Calycosin inhibited autophagy and oxidative stress in chronic kidney disease skeletal muscle atrophy by regulating AMPK/SKP2/CARM1 signalling pathway

• Published in: Journal of cellular and molecular medicine Vol. 24; no. 19; pp. 11084 - 11099
• Main Authors: Hu, Rong, Wang, Ming‐qing, Liu, Ling‐yu, You, Hai‐yan, Wu, Xiao‐hui, Liu, Yang‐yang, Wang, Yan‐jing, Lu, Lu, Xiao, Wei, Wei, Lian‐bo
• Format: Journal Article
• Language: English
• Published: England John Wiley & Sons, Inc 01.10.2020; John Wiley and Sons Inc
• Subjects: AMP-Activated Protein Kinases - metabolism; AMPK; Animals; Apoptosis; Apoptosis - drug effects; Arginine - metabolism; Atrophy; Autophagy; Autophagy - drug effects; Biosynthesis; Body Weight - drug effects; Calycosin; CARM1; Catalase; Cell Line; Creatinine; Cytotoxicity; Down-Regulation - drug effects; Experiments; Fibrosis; FOXO3 protein; Glutathione peroxidase; Histones - metabolism; Inflammation; Isoflavones - pharmacology; Kidney - drug effects; Kidney - pathology; Kidney - physiopathology; Kidney diseases; Kinases; Male; Malondialdehyde; Methylation; Mice; Molecular modelling; Muscle Fibers, Skeletal - drug effects; Muscle Fibers, Skeletal - metabolism; Muscle Fibers, Skeletal - pathology; Muscle, Skeletal - pathology; Muscular Atrophy - pathology; Musculoskeletal system; Myotubes; Nephrectomy; Original; Oxidative stress; Oxidative Stress - drug effects; Phagocytosis; Phosphorylation; Protein-Arginine N-Methyltransferases - metabolism; Proteins; Rats, Sprague-Dawley; Renal function; Renal Insufficiency, Chronic - pathology; Renal Insufficiency, Chronic - physiopathology; S-Phase Kinase-Associated Proteins - metabolism; Signal Transduction; Skeletal muscle; skeletal muscle atrophy; SKP2; Superoxide dismutase; Tumor necrosis factor; Tumor Necrosis Factor-alpha; Urea; United States > US; China; autophagy; skeletal muscle atrophy; CARM1; AMPK; Calycosin; SKP2; oxidative stress
• ISSN: 1582-1838; 1582-4934
• DOI: 10.1111/jcmm.15514

Skeletal muscle atrophy is a common and serious complication of chronic kidney disease (CKD).
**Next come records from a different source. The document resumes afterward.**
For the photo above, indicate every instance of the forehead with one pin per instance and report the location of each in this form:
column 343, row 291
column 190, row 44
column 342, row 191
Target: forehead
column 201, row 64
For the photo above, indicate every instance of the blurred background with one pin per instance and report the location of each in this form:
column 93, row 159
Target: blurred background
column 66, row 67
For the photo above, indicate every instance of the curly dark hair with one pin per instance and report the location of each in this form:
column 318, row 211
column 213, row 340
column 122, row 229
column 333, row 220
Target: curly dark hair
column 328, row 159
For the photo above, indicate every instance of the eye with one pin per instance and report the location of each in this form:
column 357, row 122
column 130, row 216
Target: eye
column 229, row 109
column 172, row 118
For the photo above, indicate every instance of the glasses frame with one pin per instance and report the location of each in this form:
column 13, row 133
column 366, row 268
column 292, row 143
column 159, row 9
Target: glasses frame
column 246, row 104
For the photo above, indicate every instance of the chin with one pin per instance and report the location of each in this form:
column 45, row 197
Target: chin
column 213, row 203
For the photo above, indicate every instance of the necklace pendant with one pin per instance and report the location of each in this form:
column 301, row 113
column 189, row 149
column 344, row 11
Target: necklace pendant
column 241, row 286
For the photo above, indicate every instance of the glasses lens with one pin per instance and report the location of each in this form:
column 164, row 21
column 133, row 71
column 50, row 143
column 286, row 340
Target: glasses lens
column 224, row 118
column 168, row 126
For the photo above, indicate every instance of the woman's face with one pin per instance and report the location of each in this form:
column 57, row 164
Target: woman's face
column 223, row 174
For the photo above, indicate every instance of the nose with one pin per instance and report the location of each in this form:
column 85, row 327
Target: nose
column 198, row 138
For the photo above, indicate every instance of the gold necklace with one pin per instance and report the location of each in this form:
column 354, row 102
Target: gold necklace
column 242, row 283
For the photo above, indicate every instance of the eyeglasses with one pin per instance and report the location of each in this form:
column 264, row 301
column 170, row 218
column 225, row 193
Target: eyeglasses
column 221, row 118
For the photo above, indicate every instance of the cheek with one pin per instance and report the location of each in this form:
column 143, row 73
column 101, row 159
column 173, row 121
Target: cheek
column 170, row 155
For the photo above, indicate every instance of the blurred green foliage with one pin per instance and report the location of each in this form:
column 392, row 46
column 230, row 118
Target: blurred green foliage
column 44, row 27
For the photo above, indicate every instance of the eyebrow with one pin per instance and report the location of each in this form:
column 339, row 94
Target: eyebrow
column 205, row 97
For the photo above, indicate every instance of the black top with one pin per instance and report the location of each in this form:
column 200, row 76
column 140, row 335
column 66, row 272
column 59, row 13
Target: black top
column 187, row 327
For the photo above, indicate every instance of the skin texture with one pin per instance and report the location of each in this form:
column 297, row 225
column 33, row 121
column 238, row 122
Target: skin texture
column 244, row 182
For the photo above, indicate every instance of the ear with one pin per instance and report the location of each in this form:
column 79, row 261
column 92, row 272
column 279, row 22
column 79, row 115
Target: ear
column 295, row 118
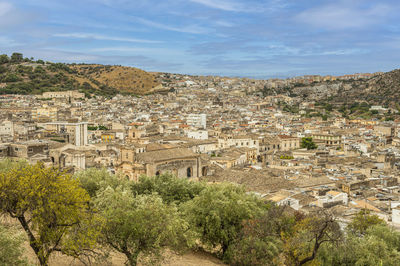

Oxidative stress and autophagy are the primary molecular mechanisms involved in muscle atrophy. Calycosin, a major component of Radix astragali, exerts anti‐inflammatory, anti‐oxidative stress and anti‐autophagy effects. We investigated the effects and mechanisms of calycosin on skeletal muscle atrophy in vivo and in vitro. 5/6 nephrectomy (5/6 Nx) rats were used as a model of CKD. We evaluated bodyweight and levels of serum creatinine (SCr), blood urea nitrogen (BUN) and serum albumin (Alb). H&E staining, cell apoptosis, oxidative stress biomarkers, autophagosome and LC3A/B levels were performed and evaluated in skeletal muscle of CKD rat. Calycosin treatment improved bodyweight and renal function, alleviated muscle atrophy (decreased the levels of MuRF1 and MAFbx), increased superoxide dismutase (SOD), catalase (CAT), and glutathione peroxidase (GSH‐Px) activity and reduced malondialdehyde (MDA) levels in skeletal muscle of CKD rats. Importantly, calycosin reduced autophagosome formation, down‐regulated the expression of LC3A/B and ATG7 through inhibition of AMPK and FOXO3a, and increased SKP2, which resulted in decreased expression of CARM1, H3R17me2a. Similar results were observed in C2C12 cells treated with TNF‐α and calycosin. Our findings showed that calycosin inhibited oxidative stress and autophagy in CKD induced skeletal muscle atrophy and in TNF‐α‐induced C2C12 myotube atrophy, partially by regulating the AMPK/SKP2/CARM1 signalling pathway.